一般化したのは、分割キーボードそのものというより、自分の作業環境を自分の体や集中に合わせて作りたいという感覚なのかもしれません。

椅子を選ぶ。デスクを整える。モニターアームを使う。白デスクにする。照明を変える。そうやって作業環境を整えてきた人たちが、次に「入力する道具」に目を向けている。

Orca echoは、その流れの中にかなり自然に入ってきたキーボードです。

だからこそ、キーボード好きだけでなく、デスク環境やガジェットが好きな人にも刺さったのだと思います。

まとめ|届く前から、すでに面白いキーボード

Keychron Orca echoがここまで伸びている理由は、単に珍しい分割キーボードだからではありません。

伸びている理由
  • 自作キーボード的な体験を完成品として出したこと
  • トラックボールやスクロールパッドで作業の流れを変えようとしていること
  • Keychronの安心感とギズモードの発信力が合わさったこと
  • ロマンと実用性のバランスがいいこと
  • デスク環境を自分で整えたい人の気分に合っていること

このあたりが重なって、2.8億円規模の反響につながっているのだと思います。

製品は2026年11月下旬にお届け予定です。

届いたら、打鍵感、キーマップ、トラックボールの操作感、49キーに慣れるまでの過程まで、正直にレビューします。

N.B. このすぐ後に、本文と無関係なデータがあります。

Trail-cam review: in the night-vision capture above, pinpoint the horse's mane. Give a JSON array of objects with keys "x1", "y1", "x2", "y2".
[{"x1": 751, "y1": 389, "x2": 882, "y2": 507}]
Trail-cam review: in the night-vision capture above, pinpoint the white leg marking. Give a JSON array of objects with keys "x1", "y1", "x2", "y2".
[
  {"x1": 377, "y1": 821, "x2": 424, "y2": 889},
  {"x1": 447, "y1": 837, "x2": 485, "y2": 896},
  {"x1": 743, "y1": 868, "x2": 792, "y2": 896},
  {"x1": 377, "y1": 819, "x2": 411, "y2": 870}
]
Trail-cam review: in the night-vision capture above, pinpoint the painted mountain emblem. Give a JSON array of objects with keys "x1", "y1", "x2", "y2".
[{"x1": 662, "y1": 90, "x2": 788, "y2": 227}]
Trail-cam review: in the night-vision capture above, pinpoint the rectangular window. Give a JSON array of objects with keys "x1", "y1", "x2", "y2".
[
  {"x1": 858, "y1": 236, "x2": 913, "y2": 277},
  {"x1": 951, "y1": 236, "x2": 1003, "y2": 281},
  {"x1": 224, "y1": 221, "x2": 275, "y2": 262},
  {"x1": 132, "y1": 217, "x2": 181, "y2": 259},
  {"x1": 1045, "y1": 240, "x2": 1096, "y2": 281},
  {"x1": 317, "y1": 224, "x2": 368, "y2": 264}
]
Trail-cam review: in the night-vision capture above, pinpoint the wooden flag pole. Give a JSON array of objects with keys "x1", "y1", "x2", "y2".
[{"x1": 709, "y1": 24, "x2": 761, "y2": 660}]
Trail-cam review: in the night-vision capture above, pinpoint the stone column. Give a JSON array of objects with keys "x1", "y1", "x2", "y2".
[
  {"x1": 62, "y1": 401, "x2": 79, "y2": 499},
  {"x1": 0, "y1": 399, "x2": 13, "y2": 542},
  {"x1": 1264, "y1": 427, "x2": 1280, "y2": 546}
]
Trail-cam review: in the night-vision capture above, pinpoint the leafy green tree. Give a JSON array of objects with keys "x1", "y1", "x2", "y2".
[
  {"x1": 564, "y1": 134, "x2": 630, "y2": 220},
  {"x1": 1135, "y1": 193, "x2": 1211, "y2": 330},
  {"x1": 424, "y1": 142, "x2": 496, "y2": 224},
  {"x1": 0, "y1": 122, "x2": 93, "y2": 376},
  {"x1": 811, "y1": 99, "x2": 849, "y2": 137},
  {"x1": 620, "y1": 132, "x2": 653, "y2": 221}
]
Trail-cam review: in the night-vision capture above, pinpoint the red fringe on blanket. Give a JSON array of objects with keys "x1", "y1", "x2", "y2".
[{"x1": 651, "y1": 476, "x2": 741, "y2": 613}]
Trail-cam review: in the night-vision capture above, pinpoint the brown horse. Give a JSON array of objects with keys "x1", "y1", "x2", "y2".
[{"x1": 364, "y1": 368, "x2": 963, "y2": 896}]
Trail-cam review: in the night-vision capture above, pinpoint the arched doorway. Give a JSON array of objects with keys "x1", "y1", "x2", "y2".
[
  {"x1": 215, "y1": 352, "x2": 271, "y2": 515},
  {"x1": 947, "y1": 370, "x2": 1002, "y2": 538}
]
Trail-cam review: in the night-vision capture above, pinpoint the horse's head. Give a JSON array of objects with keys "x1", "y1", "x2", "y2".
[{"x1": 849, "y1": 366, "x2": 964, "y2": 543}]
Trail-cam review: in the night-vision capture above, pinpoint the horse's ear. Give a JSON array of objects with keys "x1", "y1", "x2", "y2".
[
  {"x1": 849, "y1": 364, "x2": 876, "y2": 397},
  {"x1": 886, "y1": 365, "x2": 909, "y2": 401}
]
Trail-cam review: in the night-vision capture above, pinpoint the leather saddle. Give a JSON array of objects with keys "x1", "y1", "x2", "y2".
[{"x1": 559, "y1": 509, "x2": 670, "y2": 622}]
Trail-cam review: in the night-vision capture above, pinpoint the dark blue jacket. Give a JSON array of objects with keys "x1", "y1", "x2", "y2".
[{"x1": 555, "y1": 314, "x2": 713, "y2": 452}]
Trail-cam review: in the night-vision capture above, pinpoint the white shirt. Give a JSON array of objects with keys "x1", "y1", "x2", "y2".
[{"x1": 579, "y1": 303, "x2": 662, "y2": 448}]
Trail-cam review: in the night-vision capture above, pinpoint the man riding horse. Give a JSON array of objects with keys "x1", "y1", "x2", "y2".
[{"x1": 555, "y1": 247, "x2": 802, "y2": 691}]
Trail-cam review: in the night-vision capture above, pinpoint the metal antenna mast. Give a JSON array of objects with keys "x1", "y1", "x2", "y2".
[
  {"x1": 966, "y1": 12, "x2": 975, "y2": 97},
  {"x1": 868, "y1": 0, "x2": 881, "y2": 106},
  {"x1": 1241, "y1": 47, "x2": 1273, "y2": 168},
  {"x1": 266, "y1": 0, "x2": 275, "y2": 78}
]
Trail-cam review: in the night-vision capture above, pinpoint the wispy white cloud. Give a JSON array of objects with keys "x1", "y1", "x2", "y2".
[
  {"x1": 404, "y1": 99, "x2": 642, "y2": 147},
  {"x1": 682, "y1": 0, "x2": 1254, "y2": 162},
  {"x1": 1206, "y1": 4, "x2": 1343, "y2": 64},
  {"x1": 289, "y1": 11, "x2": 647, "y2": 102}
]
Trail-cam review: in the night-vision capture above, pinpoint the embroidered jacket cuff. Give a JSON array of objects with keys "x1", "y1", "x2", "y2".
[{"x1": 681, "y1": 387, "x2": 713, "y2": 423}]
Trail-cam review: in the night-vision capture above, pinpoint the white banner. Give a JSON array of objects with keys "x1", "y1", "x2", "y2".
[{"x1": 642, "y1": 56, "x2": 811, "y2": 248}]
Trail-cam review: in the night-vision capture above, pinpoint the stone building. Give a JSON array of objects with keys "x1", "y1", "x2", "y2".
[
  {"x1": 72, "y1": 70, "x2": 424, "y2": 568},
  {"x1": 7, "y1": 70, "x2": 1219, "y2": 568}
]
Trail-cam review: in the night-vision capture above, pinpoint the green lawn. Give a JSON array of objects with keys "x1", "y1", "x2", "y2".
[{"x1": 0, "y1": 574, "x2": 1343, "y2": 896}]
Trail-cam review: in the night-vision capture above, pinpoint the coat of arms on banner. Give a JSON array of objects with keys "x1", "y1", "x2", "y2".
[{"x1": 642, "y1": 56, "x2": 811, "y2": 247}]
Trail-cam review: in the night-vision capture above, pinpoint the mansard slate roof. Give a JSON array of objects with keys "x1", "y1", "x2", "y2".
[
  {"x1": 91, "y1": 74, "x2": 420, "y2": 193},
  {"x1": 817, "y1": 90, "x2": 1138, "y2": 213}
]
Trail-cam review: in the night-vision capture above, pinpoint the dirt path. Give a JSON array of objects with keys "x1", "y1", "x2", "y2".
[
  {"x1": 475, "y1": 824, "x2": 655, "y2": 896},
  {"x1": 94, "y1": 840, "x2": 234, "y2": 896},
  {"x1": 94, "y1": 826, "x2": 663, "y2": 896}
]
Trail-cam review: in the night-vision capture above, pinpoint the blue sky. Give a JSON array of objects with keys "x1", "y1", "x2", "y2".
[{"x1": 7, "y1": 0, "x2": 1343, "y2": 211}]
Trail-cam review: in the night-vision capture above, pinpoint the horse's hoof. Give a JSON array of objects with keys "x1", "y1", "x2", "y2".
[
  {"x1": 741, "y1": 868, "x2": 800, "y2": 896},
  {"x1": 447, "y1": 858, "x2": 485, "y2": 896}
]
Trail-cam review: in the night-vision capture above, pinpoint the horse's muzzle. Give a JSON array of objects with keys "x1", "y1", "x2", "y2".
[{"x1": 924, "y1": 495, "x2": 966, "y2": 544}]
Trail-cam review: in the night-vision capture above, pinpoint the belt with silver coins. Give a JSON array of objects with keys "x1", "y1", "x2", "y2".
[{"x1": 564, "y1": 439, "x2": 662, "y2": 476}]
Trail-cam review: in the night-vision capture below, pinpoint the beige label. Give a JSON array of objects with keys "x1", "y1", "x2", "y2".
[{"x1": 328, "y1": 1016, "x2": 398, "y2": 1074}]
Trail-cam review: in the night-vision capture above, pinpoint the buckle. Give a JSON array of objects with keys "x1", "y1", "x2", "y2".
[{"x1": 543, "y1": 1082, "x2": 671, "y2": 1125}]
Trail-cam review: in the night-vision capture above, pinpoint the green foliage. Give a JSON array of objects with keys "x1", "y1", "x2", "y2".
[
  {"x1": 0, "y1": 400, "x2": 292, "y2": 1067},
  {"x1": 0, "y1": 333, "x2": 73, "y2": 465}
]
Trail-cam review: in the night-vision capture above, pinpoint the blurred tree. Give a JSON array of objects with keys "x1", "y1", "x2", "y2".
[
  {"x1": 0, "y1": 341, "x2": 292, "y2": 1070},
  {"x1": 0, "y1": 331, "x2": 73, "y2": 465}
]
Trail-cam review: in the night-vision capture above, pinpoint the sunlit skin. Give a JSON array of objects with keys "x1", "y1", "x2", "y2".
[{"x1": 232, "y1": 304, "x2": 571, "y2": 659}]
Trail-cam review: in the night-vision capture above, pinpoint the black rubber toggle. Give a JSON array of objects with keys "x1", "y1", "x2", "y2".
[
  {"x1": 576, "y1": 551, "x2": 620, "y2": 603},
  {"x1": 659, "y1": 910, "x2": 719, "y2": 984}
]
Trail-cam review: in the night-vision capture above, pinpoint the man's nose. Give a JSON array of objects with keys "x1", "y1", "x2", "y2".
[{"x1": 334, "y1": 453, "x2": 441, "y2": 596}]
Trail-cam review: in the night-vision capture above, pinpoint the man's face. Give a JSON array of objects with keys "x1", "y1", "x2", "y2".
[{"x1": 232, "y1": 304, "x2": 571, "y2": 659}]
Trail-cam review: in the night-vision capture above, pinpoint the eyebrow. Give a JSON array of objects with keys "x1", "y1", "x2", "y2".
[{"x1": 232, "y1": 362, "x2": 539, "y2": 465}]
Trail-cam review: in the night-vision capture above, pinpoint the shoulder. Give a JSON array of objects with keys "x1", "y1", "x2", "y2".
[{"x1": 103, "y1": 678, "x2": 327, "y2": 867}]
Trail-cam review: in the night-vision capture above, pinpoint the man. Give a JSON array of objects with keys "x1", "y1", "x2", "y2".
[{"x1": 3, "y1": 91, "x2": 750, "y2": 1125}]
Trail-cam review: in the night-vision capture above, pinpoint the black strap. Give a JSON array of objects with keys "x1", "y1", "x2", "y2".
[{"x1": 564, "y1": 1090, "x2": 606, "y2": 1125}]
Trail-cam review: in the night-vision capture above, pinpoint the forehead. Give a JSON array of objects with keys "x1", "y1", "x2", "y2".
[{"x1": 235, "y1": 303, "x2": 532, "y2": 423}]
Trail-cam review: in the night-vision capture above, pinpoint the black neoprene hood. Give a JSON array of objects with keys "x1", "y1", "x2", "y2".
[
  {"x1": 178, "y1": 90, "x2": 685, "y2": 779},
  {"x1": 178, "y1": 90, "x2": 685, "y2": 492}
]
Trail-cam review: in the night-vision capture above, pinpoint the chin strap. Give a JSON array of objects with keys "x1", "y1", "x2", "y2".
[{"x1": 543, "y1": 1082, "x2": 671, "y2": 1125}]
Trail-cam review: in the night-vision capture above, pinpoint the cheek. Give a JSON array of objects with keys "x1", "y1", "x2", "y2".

気になっている方は、公式ページでラインナップや仕様を確認してみてください。

レビュー・PR掲載のご相談

monoffeeでは、ガジェット・PCデバイス・スマートホーム家電・暮らしの道具などのレビュー依頼を受け付けています。

実際に使った体験をもとに、写真と文章で製品の魅力を伝えるレビュー記事を制作しています。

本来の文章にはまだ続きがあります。